When I was in graduate school in French at the University of Virginia, I had a part-time job at Alderman Library’s Electronic Text Center (RIP). One summer I had the opportunity to edit, transcribe, and annotate a collection of letters written during the American Civil War from twin brothers serving in the Confederate army to their cousin. You can still view the work I did with my colleague, Lisa Spiro, here.
I became obsessed with the American Civil War. I was working on a PhD in French at the time but for one summer I lived and breathed and read and wrote about regiments, skirmishes and dysentery, and I spent hours deciphering spidery handwriting and pouring over faded black and white photographs.
That should have been my first clue that I was not going to be able to devote my life to French only.
But that’s exactly what I had done up until I quit a tenure-track job in 2006. I majored in French in college (with a minor in English). Completed a Masters in French and then a PhD, concentrating in 19th-century French literature. I loved the beefy novels of Balzac and Stendhal and Zola. I loved the creepy tales of Gautier and Nodier.
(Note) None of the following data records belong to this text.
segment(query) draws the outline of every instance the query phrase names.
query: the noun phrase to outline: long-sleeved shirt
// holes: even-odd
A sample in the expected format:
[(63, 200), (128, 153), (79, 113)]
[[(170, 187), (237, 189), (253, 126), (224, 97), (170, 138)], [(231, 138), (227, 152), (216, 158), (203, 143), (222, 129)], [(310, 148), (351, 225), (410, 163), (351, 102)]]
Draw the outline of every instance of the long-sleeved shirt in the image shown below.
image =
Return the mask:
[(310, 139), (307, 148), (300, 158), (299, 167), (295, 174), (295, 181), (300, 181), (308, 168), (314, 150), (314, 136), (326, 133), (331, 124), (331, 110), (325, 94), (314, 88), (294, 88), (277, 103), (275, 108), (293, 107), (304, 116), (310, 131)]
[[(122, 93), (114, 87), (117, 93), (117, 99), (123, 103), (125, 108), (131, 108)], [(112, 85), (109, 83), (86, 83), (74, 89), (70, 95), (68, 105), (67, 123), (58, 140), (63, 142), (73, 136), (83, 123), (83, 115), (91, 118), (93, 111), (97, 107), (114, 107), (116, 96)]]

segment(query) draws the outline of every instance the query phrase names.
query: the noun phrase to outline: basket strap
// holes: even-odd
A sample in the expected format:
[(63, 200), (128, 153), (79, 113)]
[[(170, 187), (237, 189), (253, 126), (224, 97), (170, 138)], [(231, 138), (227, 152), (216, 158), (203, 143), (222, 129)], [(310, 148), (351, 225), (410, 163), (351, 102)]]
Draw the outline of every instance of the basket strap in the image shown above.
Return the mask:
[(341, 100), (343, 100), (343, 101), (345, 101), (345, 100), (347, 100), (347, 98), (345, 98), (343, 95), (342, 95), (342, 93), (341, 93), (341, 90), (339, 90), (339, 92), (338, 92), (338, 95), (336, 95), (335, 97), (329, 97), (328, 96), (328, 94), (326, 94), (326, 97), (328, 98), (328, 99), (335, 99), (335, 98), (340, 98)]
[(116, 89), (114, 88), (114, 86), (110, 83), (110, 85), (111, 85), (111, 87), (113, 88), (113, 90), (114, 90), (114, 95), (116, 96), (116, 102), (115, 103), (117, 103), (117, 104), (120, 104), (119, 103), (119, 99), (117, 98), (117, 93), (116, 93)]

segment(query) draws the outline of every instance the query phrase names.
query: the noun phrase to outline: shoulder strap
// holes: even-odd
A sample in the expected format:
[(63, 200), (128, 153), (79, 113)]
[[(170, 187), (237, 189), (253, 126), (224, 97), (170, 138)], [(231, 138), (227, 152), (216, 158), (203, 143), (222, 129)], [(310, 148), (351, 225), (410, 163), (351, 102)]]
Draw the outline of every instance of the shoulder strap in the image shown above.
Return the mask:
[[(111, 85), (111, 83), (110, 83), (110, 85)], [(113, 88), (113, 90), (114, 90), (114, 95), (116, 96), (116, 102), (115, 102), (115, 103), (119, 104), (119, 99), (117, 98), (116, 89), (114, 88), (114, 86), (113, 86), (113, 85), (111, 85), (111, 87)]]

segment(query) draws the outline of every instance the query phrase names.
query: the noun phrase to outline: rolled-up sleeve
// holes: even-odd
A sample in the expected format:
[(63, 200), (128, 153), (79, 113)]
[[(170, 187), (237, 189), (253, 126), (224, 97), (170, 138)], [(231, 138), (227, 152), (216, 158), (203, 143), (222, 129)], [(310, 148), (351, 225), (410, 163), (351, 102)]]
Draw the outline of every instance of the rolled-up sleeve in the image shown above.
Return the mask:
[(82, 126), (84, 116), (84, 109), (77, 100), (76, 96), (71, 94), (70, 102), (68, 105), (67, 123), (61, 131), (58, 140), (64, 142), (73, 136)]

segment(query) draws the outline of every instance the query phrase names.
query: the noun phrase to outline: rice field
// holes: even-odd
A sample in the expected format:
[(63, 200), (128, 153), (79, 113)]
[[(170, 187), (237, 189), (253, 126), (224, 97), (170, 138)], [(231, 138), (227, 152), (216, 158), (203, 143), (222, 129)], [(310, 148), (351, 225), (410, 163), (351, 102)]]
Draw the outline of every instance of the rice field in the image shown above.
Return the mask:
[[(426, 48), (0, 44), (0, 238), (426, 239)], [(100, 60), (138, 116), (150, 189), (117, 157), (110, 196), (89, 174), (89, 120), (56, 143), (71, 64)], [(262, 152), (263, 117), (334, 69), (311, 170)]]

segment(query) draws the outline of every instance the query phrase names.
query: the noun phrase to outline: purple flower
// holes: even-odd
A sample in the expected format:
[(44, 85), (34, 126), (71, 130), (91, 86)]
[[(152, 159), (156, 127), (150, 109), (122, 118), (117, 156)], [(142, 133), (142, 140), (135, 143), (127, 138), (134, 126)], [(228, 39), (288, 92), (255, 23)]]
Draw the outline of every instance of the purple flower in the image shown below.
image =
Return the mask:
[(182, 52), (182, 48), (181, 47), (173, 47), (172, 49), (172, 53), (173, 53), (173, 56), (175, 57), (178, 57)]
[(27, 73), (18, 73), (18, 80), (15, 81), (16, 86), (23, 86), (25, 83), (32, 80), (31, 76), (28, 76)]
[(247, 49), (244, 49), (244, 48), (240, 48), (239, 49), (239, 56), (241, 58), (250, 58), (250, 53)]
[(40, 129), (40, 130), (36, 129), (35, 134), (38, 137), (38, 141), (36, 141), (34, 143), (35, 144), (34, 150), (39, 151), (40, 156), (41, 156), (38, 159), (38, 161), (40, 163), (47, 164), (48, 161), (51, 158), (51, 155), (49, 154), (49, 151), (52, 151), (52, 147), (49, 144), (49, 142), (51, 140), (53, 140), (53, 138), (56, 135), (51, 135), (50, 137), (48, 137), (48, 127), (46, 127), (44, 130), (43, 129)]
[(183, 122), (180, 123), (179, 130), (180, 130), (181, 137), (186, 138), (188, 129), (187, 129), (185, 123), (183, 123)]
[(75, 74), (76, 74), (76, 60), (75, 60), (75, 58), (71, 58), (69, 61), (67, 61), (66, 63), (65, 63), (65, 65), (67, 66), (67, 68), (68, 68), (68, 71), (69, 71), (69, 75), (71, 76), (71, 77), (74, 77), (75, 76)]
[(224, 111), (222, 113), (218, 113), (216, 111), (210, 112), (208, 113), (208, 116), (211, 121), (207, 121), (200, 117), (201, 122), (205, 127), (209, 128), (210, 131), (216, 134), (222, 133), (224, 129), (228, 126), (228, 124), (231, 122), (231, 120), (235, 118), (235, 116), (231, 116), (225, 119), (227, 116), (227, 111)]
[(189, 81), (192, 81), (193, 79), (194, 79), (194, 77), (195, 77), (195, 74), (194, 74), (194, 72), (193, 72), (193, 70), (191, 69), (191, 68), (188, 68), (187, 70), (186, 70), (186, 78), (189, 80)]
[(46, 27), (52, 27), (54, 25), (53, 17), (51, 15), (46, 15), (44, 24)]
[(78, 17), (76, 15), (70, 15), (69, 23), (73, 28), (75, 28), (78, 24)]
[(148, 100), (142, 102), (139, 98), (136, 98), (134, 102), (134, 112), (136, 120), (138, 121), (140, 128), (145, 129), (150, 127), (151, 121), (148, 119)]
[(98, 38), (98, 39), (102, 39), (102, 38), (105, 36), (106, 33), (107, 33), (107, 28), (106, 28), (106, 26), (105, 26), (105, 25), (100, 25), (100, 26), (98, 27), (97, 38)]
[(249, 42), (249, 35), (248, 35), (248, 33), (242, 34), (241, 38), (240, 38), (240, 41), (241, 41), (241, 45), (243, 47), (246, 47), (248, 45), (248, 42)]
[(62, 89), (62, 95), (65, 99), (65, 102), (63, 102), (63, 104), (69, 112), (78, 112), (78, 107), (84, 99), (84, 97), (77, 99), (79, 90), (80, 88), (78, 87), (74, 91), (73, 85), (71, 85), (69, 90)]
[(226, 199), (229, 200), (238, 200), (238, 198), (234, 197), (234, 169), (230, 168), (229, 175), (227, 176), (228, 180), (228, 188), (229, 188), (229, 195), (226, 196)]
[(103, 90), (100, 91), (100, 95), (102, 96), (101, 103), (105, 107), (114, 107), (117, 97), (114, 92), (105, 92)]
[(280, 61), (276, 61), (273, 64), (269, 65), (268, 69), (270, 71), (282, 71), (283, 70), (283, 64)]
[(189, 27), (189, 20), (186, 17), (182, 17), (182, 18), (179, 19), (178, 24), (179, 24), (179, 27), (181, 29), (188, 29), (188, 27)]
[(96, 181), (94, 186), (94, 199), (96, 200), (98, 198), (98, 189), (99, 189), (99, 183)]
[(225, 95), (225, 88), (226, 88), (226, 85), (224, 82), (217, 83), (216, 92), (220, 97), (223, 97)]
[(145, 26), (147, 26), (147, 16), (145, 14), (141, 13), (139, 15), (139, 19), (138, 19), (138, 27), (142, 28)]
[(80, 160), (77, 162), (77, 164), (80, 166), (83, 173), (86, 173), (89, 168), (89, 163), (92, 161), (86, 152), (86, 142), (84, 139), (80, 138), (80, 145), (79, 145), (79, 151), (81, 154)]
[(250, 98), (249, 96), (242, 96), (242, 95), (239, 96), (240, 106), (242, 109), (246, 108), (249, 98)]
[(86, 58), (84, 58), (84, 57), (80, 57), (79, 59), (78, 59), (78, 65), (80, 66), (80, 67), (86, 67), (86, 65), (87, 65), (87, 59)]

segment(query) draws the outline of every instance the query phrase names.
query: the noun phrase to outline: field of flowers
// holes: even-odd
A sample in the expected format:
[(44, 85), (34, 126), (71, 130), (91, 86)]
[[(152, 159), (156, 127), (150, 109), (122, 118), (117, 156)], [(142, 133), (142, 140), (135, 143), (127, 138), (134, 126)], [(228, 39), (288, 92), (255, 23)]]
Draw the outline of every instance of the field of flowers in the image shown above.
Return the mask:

My own tales and novels were unwritten–titles on the shelf of Morpheus’s library, periodically dusted by the tall Lucien. By the time I was reading Neil Gaiman’s epic Sandman series I had convinced myself that I would be content studying other people’s stories. I dreamed about my own, occasionally, and I imagined Lucien cataloging them dutifully. There would be time later to consider those shelves. First there was a dissertation to write and a job to get and then tenure and then–
I was interviewing for a job with a decent university in the northeast. It was clear within the first five minutes that this was not a good match. One of the interviewers didn’t like me. I don’t know why. He was more interested in talking about the neat projects he had piloted in his department. His colleague looked down at his lap a lot. Finally, after about ten minutes, the self-absorbed interviewer finally asked me a question.
“We talked to a candidate earlier today who had the most interesting life story. Before coming to French she spent many years studying math and physics and has made some notable discoveries. Have you done anything like that? Is there anything unusual in your background?”
I looked at him. It didn’t occur to me to talk about my Civil War obsession or my one-time love of creative writing. I thought, “I spent my whole adult life preparing for this one profession. I have the degrees, the teaching experience, the publications. And still it’s not enough. I’ve done nothing unusual.”
“No,” I replied.
Needless to say I never heard back from that hiring committee. But the disastrous interview was useful. It planted a thought in my head. People who change careers, do different things, have multiple and diverging obsessions–they are fascinating. That jerk interviewer was on to something. Why do we all need to fit? Why be cohesive? People aren’t cohesive. We change. We grow. We evolve. We devolve. We turn around and walk the other way sometimes.
I did that. Finally, after 10 years of graduate school, 5 years of professorhood, and two years into a tenure-track job, I walked away from it. I followed my husband to his own dream tech job in San Francisco. I became a Stay-at-Home-Mother to my baby daughter.
And then I started writing again.
I started writing fiction for kids. Picture books, short stories, chapter books, Middle Grade.
I also started writing non-fiction for kids. Historical, scientific, biographical–whatever piques my curiosity. Luckily all those years I spent in graduate school taught me a thing or too about research. There I go again trying to make a cohesive picture out of my life.
A good novel for kids is cohesive. All the pieces fit together in some way. The soiled pink doily that slips down into Great Aunt Edith’s couch and gets stuck to her backside so that the dog nips at it and pushes her into the neighbor’s prickly prize-winning rosebushes–that doily means something. It is a catalyst. Boy would I love to find a good catalyst, a compelling conclusion, a cliff-hanger–something to make my life story as cohesive and meaningful as a good novel.
But lives don’t work that way. The pieces of us don’t fit. I used to be a French professor. I now write kidlit. I homeschool my daughter. I launched a free online course about sleep and dreams. I am writing a Middle Grade novel about a girl with a startling physical problem. And I am currently researching and writing an article about the 15th-century heretic Jan Huss.
And I know that someday I’ll get back into my Civil War obsession. I’m living in Virginia again. It’s bound to happen.
Are you looking for a connective thread? I am. Still. Even though I try to hug all the pointy, pokey, jutting out, jagged pieces. If there’s a thread stringing them together, and that’s a big IF, it’s that I love stories. They can be big beefy French novels. They can be Civil War letters. They can be graphic novels. They can be the books I read to my daughter and the books she reads to me. History, fantasy, science fiction, biography, and especially juvenile fiction. I was a prolific story-writer when I was a kid. I like to think now that I’m writing for that kid. Or she’s writing for me.
She didn’t fit much either.
But not-fitting is useful. It helps you see things that you wouldn’t otherwise see. It creates surprising opportunities. And yes, Mr.-Hiring-Committee-Jerk-from-a-Decent-University-in-the-Northeast, it makes things interesting. (Although it does not make for a short and sweet biographical statement.)